Pratiquement, c’est pour réfléchir à tout ça
– à l’engagement révolutionnaire, à la
grandeur humaine qu’il supposait, et qu’il lui arrivait de
libérer, et en même temps à la dégradation
qu’il entraînait - que je me suis mis, très lentement
et comme à tâtons, à écrire. C’est pour
démêler, débrouiller un peu ces choses emmêlées,
embrouillées. Ca a donné mon premier livre : Phénomène
futur (curieusement, Tigre en papier, qui vient de paraître,
revient aussi – très différemment - sur cette époque,
ces questions : ainsi j’ai bouclé la boucle, peut-être
cela veut-il dire que je peux crever, maintenant…). En tout cas
c’est toujours pour ça (entre autres raisons plus ou moins
obscures) que j’écris: pour essayer de démêler
une pelote, une “ perruque ” comme on dit à la pêche.
Pour réfléchir de biais, pour ainsi dire. Pour aller un
petit peu moins “ à l’aveuglette ”. Donc, et
pour essayer de répondre à votre question, le “ passage
” s’est fait comme ça : écrire, écrire
un roman, s’est imposé d’abord comme le moyen de réfléchir
à l’expérience de la radicalité politique,
d’autant qu’il y avait, au sein même de cette expérience,
des forces –l’inquiétude secrète, le désir
“ épique ”- qui pouvaient se reconvertir, si j’ose
dire, dans le champ littéraire. Et cela étant dit, je veux
tout de même ajouter que ce n’est pas du tout la même
chose, écrire (ou peindre etc.) et faire la Révolution…

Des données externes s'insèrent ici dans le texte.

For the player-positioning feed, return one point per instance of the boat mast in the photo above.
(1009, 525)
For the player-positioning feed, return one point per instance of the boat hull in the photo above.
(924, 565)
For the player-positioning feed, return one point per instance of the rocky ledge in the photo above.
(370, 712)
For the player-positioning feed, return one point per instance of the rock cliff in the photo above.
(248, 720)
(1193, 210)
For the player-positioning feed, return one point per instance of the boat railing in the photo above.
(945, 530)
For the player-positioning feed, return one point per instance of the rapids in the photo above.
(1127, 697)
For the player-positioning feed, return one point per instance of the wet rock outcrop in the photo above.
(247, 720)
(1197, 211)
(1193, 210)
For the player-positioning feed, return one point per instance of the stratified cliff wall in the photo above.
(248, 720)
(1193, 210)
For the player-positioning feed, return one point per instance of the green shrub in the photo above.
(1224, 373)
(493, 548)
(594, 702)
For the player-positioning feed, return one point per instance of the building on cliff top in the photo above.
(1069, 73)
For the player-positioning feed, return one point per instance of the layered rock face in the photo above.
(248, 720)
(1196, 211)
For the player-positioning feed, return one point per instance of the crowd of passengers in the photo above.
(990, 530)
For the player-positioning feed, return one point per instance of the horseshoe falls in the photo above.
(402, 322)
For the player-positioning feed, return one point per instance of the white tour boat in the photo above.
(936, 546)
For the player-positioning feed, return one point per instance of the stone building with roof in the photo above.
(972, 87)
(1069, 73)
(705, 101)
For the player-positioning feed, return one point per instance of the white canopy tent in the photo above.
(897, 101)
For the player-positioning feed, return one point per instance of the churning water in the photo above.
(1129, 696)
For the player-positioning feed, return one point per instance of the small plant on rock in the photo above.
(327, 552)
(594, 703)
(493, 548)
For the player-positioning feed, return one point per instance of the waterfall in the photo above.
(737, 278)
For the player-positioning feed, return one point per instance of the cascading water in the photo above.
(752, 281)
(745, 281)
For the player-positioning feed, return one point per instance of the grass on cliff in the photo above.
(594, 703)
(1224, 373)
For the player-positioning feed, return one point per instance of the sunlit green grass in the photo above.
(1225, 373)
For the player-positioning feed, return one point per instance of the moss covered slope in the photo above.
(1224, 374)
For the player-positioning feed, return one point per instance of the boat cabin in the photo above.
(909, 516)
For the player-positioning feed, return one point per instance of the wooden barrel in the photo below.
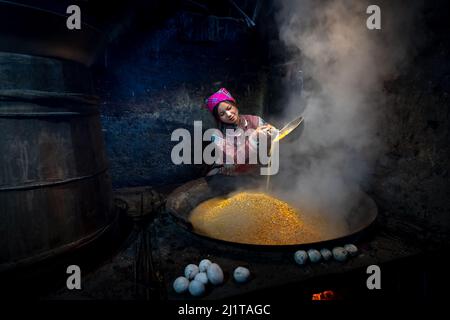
(55, 191)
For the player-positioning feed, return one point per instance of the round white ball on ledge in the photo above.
(215, 274)
(351, 249)
(202, 277)
(314, 255)
(180, 284)
(340, 254)
(241, 274)
(301, 257)
(196, 288)
(204, 264)
(326, 254)
(191, 271)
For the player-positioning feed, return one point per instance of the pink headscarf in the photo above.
(218, 97)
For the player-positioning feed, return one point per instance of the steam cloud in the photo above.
(345, 66)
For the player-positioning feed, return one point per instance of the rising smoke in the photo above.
(345, 66)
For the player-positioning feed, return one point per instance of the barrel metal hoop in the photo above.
(48, 114)
(51, 184)
(36, 95)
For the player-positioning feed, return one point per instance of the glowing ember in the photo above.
(325, 295)
(253, 218)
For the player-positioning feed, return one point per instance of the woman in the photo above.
(224, 109)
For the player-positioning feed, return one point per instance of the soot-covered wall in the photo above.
(411, 180)
(154, 78)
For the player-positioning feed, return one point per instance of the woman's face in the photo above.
(227, 112)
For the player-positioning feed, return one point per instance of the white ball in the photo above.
(340, 254)
(180, 284)
(300, 257)
(202, 277)
(190, 271)
(215, 274)
(241, 274)
(326, 254)
(351, 249)
(204, 264)
(314, 255)
(196, 288)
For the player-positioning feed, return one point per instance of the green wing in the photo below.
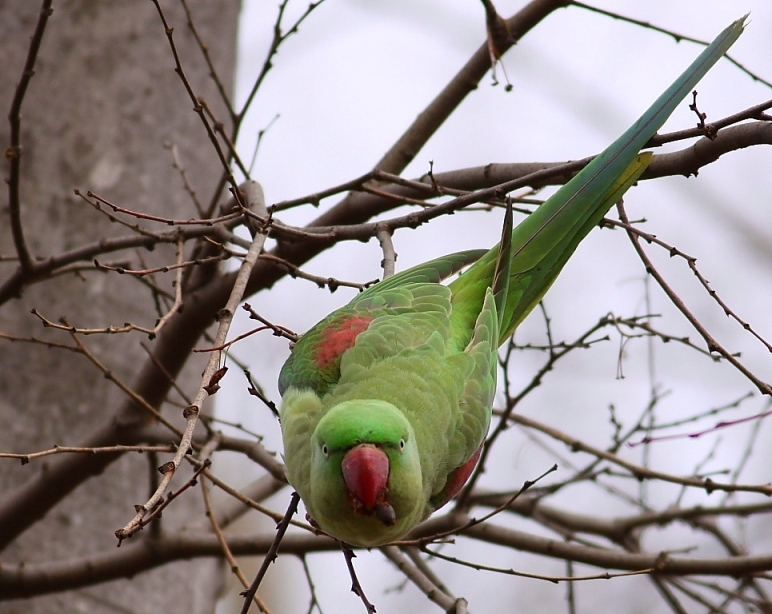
(543, 242)
(315, 359)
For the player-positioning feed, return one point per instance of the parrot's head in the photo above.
(366, 483)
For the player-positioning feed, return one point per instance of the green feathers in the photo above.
(387, 401)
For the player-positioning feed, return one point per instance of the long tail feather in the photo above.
(543, 242)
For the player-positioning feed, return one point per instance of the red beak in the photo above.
(366, 473)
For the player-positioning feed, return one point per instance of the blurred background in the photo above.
(347, 85)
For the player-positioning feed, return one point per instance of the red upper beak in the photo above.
(366, 473)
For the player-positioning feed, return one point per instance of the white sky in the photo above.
(347, 86)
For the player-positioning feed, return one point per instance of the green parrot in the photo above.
(387, 401)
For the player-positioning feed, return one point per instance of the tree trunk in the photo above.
(100, 113)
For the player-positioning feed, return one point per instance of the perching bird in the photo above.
(387, 401)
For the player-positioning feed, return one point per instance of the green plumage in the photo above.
(407, 370)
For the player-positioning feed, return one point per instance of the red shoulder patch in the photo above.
(337, 338)
(456, 480)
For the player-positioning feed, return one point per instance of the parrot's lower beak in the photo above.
(366, 473)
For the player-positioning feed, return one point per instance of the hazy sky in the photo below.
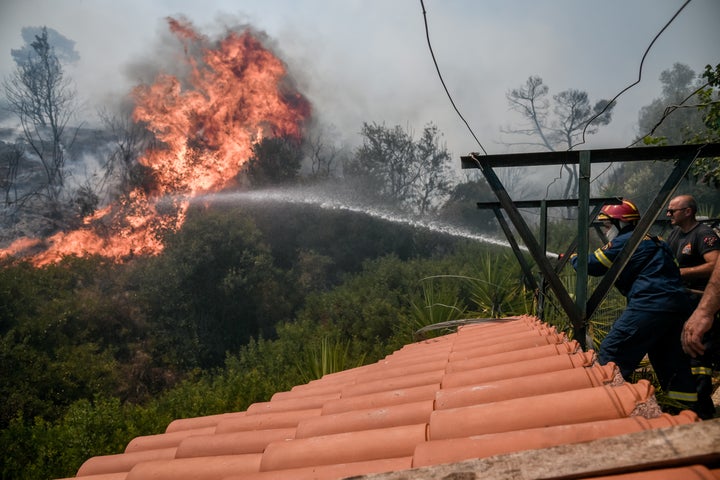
(368, 60)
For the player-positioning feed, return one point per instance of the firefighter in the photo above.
(696, 247)
(657, 305)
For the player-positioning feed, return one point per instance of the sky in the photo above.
(369, 61)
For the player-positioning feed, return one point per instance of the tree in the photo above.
(665, 117)
(274, 161)
(687, 112)
(44, 101)
(571, 119)
(122, 171)
(391, 167)
(324, 156)
(708, 169)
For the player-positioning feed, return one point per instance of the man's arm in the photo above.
(702, 318)
(704, 270)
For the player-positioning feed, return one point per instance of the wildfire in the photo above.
(235, 93)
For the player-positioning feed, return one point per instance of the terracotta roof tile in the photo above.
(502, 387)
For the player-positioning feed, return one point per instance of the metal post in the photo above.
(580, 328)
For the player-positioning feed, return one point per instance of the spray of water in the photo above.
(327, 201)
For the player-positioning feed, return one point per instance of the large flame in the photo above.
(235, 93)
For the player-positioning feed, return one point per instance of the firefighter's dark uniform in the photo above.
(657, 307)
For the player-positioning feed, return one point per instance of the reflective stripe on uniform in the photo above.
(683, 396)
(701, 370)
(600, 255)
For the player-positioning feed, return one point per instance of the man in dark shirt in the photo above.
(657, 306)
(696, 247)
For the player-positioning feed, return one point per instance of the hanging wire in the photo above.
(642, 61)
(612, 102)
(671, 108)
(437, 68)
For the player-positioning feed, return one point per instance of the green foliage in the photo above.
(274, 161)
(440, 303)
(707, 170)
(214, 288)
(330, 356)
(391, 168)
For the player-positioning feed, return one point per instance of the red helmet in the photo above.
(625, 212)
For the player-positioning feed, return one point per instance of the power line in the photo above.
(437, 68)
(642, 61)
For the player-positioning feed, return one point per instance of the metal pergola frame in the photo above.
(580, 310)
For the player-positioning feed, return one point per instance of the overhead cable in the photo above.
(437, 68)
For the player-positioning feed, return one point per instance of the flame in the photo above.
(234, 94)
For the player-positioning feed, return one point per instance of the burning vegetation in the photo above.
(235, 92)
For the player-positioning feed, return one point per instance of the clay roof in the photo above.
(500, 398)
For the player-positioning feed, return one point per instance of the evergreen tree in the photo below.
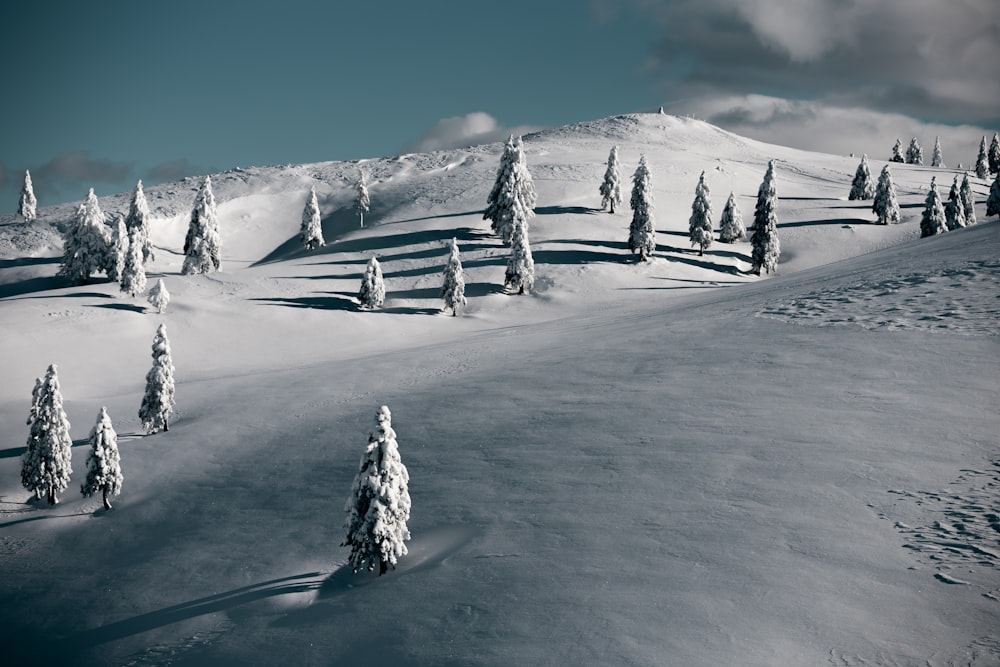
(897, 152)
(28, 204)
(158, 402)
(104, 471)
(993, 202)
(641, 236)
(372, 293)
(133, 280)
(159, 297)
(731, 227)
(46, 464)
(202, 244)
(379, 505)
(362, 202)
(933, 220)
(968, 202)
(886, 206)
(513, 194)
(85, 245)
(936, 159)
(994, 154)
(520, 274)
(982, 162)
(138, 218)
(453, 290)
(862, 187)
(611, 188)
(700, 222)
(311, 231)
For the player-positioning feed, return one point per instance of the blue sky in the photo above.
(100, 94)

2) Relisant, pour préparer cet entretien,
Port-Soudan et Méroé, il m’est apparu
que tout se passait comme si la critique que fait le narrateur de “
l’âge du vulgaire ” anticipait sur les analyses de ce
que l’on est récemment convenu d’appeler la “
post-histoire ”. “ D’un côté – écrivez-vous
– les grands rythmes, les masques et la sorcellerie, l’Histoire
immobile, le sous-développement ; de l’autre le monothéisme,
le capitalisme, la révolution, la société du spectacle,
Internet. ” Le concept même d’Histoire vous paraît-il
avoir connu son dernier avatar avec la tentative révolutionnaire
de mai 68 ? L’événement du 11 septembre 2001 serait-il,
selon vous, de nature à remettre en cause l’analyse du triomphe
– définitivement catastrophique – de “ la société
marchande et spectaculaire ” (pour parler comme le narrateur de
Méroé)?
La phrase de Méroé que vous citez –“
d’un côté les grands rythmes, etc… ”- oppose
non le temps de l’Histoire à celui de je ne sais quelle post-Histoire,
mais les sociétés traditionnelles à l’Occident.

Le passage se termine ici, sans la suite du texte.